True Value declares bankruptcy, intends to sell itself to rival
(Gray News) - A storied hardware company has decided to sell itself to a rival, but to facilitate the sale, it must declare Chapter 11 bankruptcy.
True Value, a 75-year-old brand headquartered in Chicago, started Chapter 11 bankruptcy proceedings amid an agreement to sell itself to Do It Best Corp., the chain said Monday.
The company said it will continue its day-to-day operations providing products to its 4,500 independently owned stores, which will stay open. Only one True Value store is company-owned.
“We believe that entering the process with an agreed offer from Do it Best, who has a similar decades-long history in the home improvement space and also operates with a focus on supporting members and helping them grow, is the most beneficial next step for True Value and our associates, customers, and vendor partners,” said True Value Chris Kempa. “We thank these valued stakeholders for their continued loyalty as we work to secure a stronger future for True Value.”

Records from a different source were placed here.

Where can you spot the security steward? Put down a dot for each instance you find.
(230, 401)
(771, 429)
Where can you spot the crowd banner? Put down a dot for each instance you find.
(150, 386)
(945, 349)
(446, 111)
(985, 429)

Do It Best is bidding $153 million on the company, according to legal filings. It’s also agreed to assume certain liabilities.
True Value is requesting designation of Do It Best as a “stalking horse” or lead bidder in the bidding process as the chain goes up for sale as part of the bankruptcy proceeding, and is getting funds from Do It Best.
The company’s first-day bankruptcy motions included requests to continue to pay and provide benefits for its employees.
True Value said it hopes to complete the sale process by the end of the year.